Here, after the court granted plaintiff’s motion for summary judgment of no invalidity, defendant sought to raise a defense under Section 273. In response, plaintiff filed an ex parte request to strike the defense as untimely. According to plaintiff, the first-time defendant had raised the defense was in its pretrial Memorandum of Contentions of Fact and Law. Defendant argued that it had pleaded facts consistent with a prior use defense. But the court struck the defense, holding that defendant had to actually plead a prior commercial use defense to infringement and could not merely rely on background facts consistent with the defense to establish that the defense had been timely raised. The court noted that the statutory language of Section 273(f), which requires a reasonable basis for asserting the defense, also suggests that the defense must be actually pleaded. 

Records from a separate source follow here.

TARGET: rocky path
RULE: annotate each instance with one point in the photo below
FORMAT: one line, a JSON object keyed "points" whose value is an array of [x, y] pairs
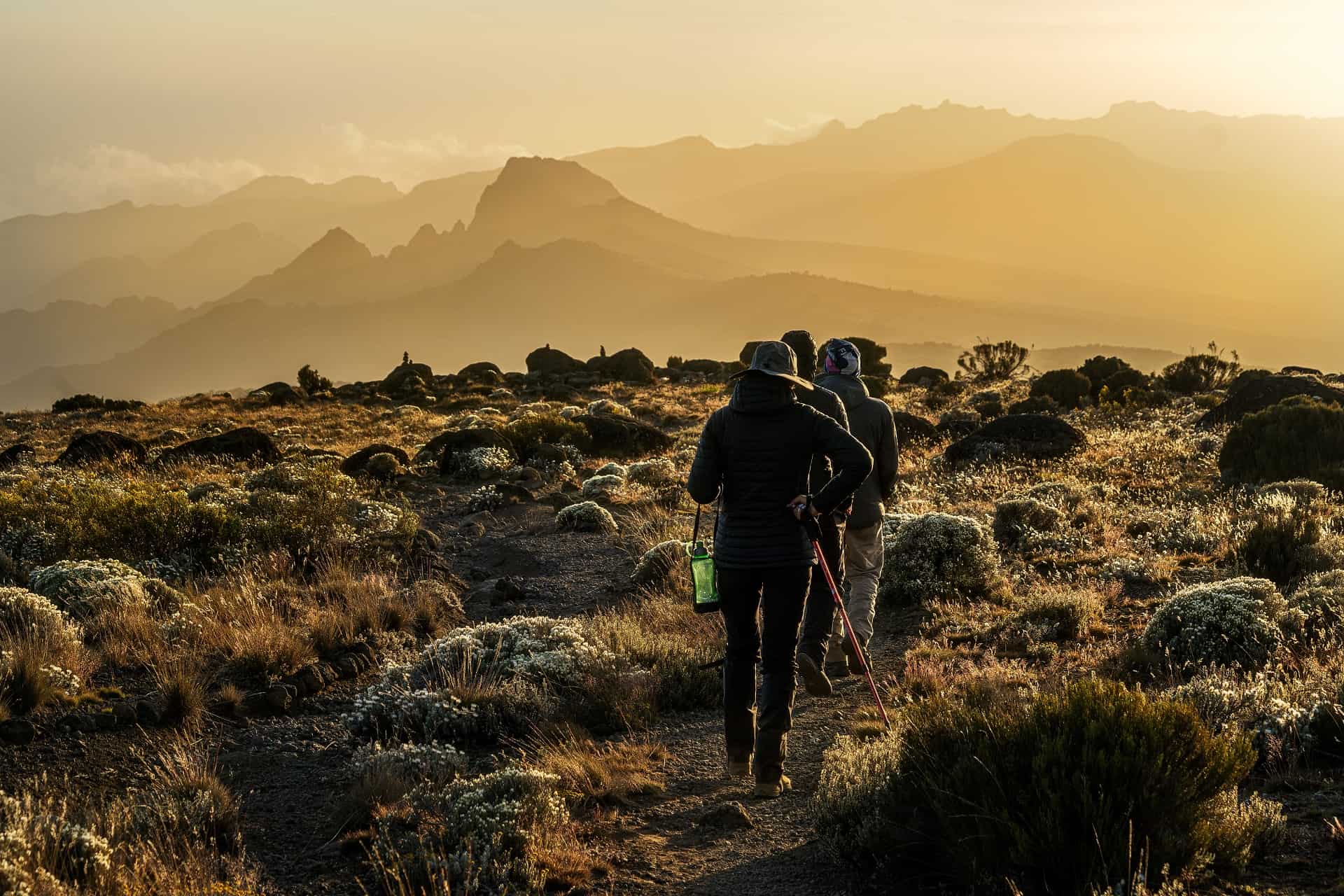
{"points": [[690, 841]]}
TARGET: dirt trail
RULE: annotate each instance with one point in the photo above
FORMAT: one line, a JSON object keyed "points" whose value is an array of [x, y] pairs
{"points": [[667, 849]]}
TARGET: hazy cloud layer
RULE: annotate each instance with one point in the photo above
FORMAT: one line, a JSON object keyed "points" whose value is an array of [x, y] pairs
{"points": [[105, 174]]}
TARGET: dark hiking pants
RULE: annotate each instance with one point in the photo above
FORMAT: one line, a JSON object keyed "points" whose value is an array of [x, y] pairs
{"points": [[778, 594], [819, 615]]}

Relatedly, the court granted-in-part plaintiff’s motion in limine seeking to exclude defendant’s arguments and evidence comparing its own products to prior art devices. Defendant argued that these comparisons were relevant to plaintiff’s infringement claims, defendant’s prior use defense to infringement and damages. Because the court struck defendant’s purported prior commercial use defense as untimely and concluded that the evidence was irrelevant to infringement, the court excluded defendant’s evidence and arguments suggesting that its own products practice the prior art. The court did, however, refrain from excluding defendant’s arguments and evidence for the narrow purpose of potentially rebutting plaintiff’s willful infringement arguments by showing that defendant had a good faith belief that the asserted patents were invalid. 

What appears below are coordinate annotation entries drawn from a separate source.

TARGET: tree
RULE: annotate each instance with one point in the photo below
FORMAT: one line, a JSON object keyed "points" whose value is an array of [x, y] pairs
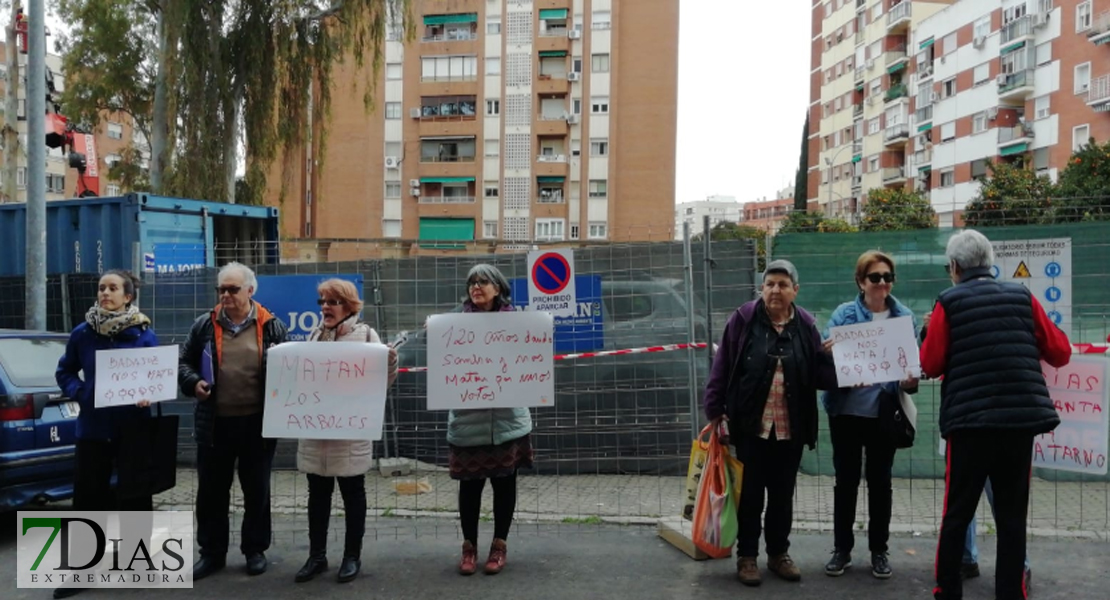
{"points": [[897, 210], [1011, 195], [255, 69], [801, 175]]}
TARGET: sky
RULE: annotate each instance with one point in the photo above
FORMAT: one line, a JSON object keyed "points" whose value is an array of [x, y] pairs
{"points": [[743, 92]]}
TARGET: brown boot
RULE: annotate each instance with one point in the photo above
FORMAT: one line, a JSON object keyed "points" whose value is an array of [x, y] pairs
{"points": [[497, 555], [784, 567], [470, 562], [747, 570]]}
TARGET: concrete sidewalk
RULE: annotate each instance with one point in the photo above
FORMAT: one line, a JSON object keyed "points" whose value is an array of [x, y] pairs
{"points": [[1057, 509]]}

Practice Tip: Although some defendants may be hesitant to rely on Section 273, which requires clear and convincing evidence that the accused product meets the claim limitations, the defense may still be useful where, for example, infringement is not contested. But if a defendant wants to assert the prior commercial use defense, the defense should be raised expressly in the pleadings to avoid waiver. Alleging facts that are merely consistent with the defense will not be sufficient. 

Delta T LLC v. MacroAir Technologies, Inc., Case Nos. 5:20-cv-00728-GW-GJS, D.I. 399 (C.D. Cal. Apr. 19, 2024).

DISCLAIMER: Because of the generality of this update, the information provided herein may not be applicable in all situations and should not be acted upon without specific legal advice based on particular situations.